Журавлев Николай — прирожденный ставропольский конник. Перед войной работал вместе с нашим отцом в военизированной пожарной охране ездовым на пожарной бочке (были такие должности). Призван в армию зимой 1942 года. Прошел войну от Кавказа до Берлина. Был дважды ранен, потерял двух коней.
— Самое тяжелое для конника, – вздохнув, говорил дядя Коля, – это застрелить своего четвероногого друга. Он смотрит на тебя, из глаз текут слезы, и у тебя появляются слезы на глазах. Скажешь: «Прости», отвернешься, закроешь глаза, и из карабина… «Прощай, друг. Война».
С Виктором Гусейновым я познакомился, когда начал работать на судах «Дагрыбтреста». Он был мотористом, я – рулевым.
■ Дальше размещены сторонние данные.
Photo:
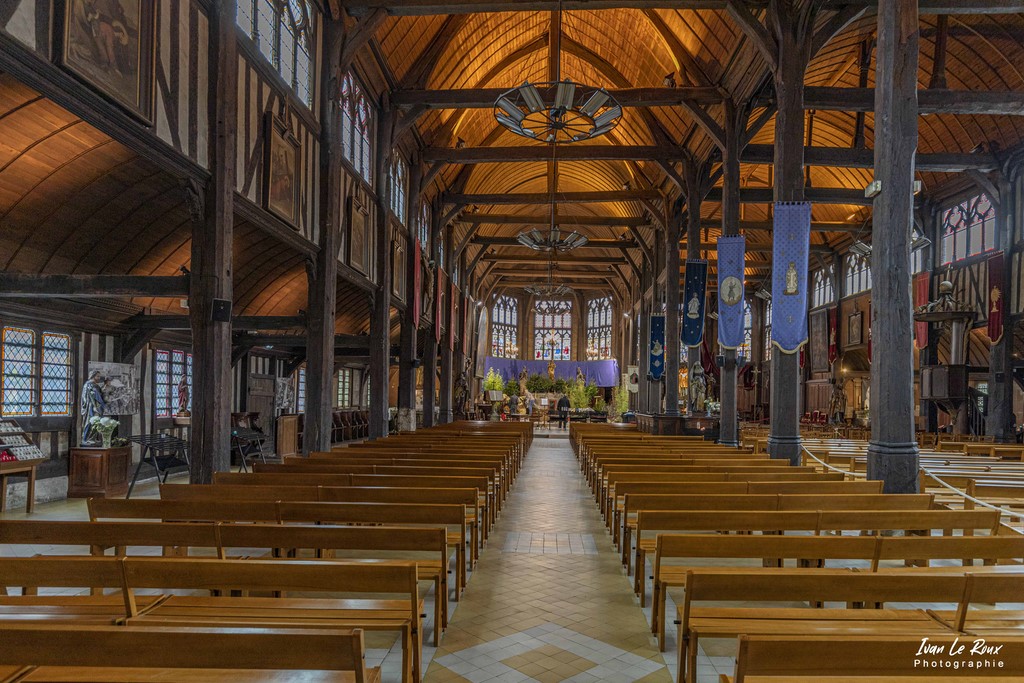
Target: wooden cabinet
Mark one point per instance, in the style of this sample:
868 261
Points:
98 472
288 435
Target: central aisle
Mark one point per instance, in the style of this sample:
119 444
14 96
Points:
549 600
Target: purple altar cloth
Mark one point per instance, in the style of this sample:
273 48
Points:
600 373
Перед войной во всех республиках Кавказа в почете был конный спорт. Уже в четырнадцать лет Виктор гарцевал на коне на махачкалинском ипподроме. Началась война… Коней, как и людей, забирали на фронт. И когда через Махачкалу проходил конный корпус, Виктору сказали: «Сдай коня». – «Нет, — ответил Гусейнов, — возьмите меня вместе с конем». Виктору в ту пору исполнилось 17 лет…
«А ну-ка, сынок, покажи, как рубят лозу?» — говорил комдив Уриченко, глядя на юнца Гусейнова.
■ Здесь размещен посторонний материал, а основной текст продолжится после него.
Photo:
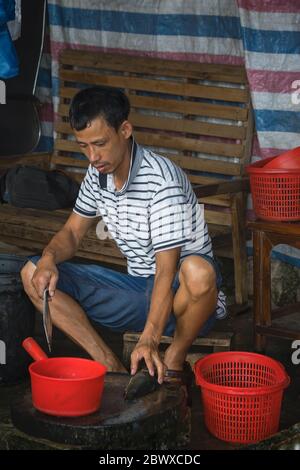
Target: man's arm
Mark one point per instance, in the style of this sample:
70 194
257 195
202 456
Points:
160 309
62 246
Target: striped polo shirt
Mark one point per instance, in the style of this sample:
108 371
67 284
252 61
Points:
155 210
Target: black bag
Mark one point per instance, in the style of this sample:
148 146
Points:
34 188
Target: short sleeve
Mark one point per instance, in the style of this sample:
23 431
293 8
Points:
170 218
86 204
Гусейнов Виктор прошел всю войну в составе разведывательного эскадрона… Был ранен и контужен, при разговоре заикался. Вернулся с войны с боевыми наградами, среди которых орден Красного Знамени. Но никогда он их не носил…
Рябцева, Журавлева и Гусейнова уже нет в живых, как и тех женщин, что сутками пекли для бойцов хлеб, и мне хочется, чтобы память них осталась хотя бы в этих строчках.
А кони? Кони – трудяги. После войны они, как и люди, вернулись к мирному труду. Большую часть из них использовали в сельском хозяйстве.
А в городах до середины
50-х все транспортные предприятия носили названия «автогужевые», а то и просто «гужевые» – в «Дагнефти», в «Дагрыбе», в городской пожарной охране, в Махачкалинском морском порту.
У нас, в Махачкале, стоят памятники всадникам. Но это памятники и коню – чуткому, верному другу человека.